Will shrinking earnings halt the stock market's run?

By Steve Rothwell
AP Markets Writer

NEW YORK (AP) - All streaks eventually come to an end.

For the first time since 2009 when the U.S. economy was emerging from the Great Recession, companies may be about to report that their quarterly earnings fell. Plunging oil prices have pummeled profits at energy companies and a surging dollar has hit companies that depend heavily on overseas sales. There are also signs that the economy slowed markedly in the first quarter.

Earnings season got underway last week and average earnings per-share for corporations in the Standard & Poor's 500 index are projected to drop by 3.2 percent in the first quarter compared with the same period a year ago, according to S&P Capital IQ estimates. That would be the first period of shrinking earnings since the third quarter of 2009, when they declined 1.7 percent, says the data provider.

So what might that mean for your portfolio?

Rising corporate earnings have underpinned a six-year bull market and without that support stocks may become more volatile. Profits are also expected to drop in the second quarter, before resuming their growth in the second-half of this year.

"There are likely to be some choppy waters between now and then," says Jeff Moser, manager of the Wells Fargo Advantage Large Cap Core Fund. "It would not be surprising to see the market pull back, maybe five or 10 percent."

Most of the damage to corporate earnings is being done by the energy sector.

The price of U.S. crude slumped as much as 60 percent from a peak of $107 a barrel in June last year as supplies grew rapidly. The big drop is hitting energy companies hard and their earnings are forecast to have dropped by almost two thirds in the first quarter. If you exclude energy companies from quarterly earnings, the estimated earnings growth for the quarter would be 5.8 percent, says S&P Capital IQ.

Many economists predict that falling oil prices will eventually benefit the economy as a whole, because lower gas prices will give consumers more money to spend. But while the steep drop in oil prices is having an immediate impact on the bottom line of energy companies, its beneficial impact on other parts of the economy is more nuanced.

At least for now, consumers appear to be saving much of their gains from lower gas prices, rather than spending them. Retail sales fell in the first two months of the year.

However, the longer gas prices stay low, the more likely it is that consumers will change their habits. That should boost consumer-oriented companies, like restaurant chains and retailers, says Susan Bao, a portfolio manager who co-manages JPMorgan Asset Management's U.S. Large Cap Core Plus Fund.

"As we go into the latter part of this year, hopefully some of the good news will start showing up in (earnings) estimates," says Bao.

The stronger dollar is also having an impact on earnings. That's because goods made in the U.S. and sold overseas become more expensive and any earnings made abroad are worth less in dollar terms. Technology companies in the S&P 500 index, its biggest sector, generate more than half their revenue from foreign sales according to Deutsche Bank analysts.

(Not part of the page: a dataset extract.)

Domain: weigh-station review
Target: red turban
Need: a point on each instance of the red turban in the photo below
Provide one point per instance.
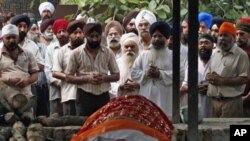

Still, it's not all bad news. Health care stocks and financial stocks are projected to report strong earnings growth for the first three months of the year. Among other things, health care companies are benefiting from the introduction of the Affordable Care Act, and financial companies are continuing their drawn-out recovery after the financial crisis.

To be sure, the nature of Wall Street's earnings dance is such that the streak of earnings growth may not end now. Companies often give cautious forecasts when providing analysts' with guidance on their earnings, giving them a low hurdle to clear when they actually report their results.

For example in January, before companies started reporting their fourth-quarter earnings, analysts were projecting growth of 5.5 percent. By March, after most of the results were in, earnings had actually expanded 7.7 percent.

Even if earnings do end up contracting it doesn't necessarily mean that stocks will slump. If earnings fall, but by less than analysts are expecting, stocks may actually rise.

Ultimately, it will likely be the state of the overall economy that determines the longer-term trajectory of the stock market. The economy has shown signs of weakness in the first quarter, the government recently reported surprisingly weak jobs data, but nobody is calling a recession, just yet. That means you may be better off sticking it out in stocks.

"Although the bull market is six years old the bull market never ends because of old age, it ends because of recession," says JPMorgan's Bao. "And we're still a few years away from the next recession."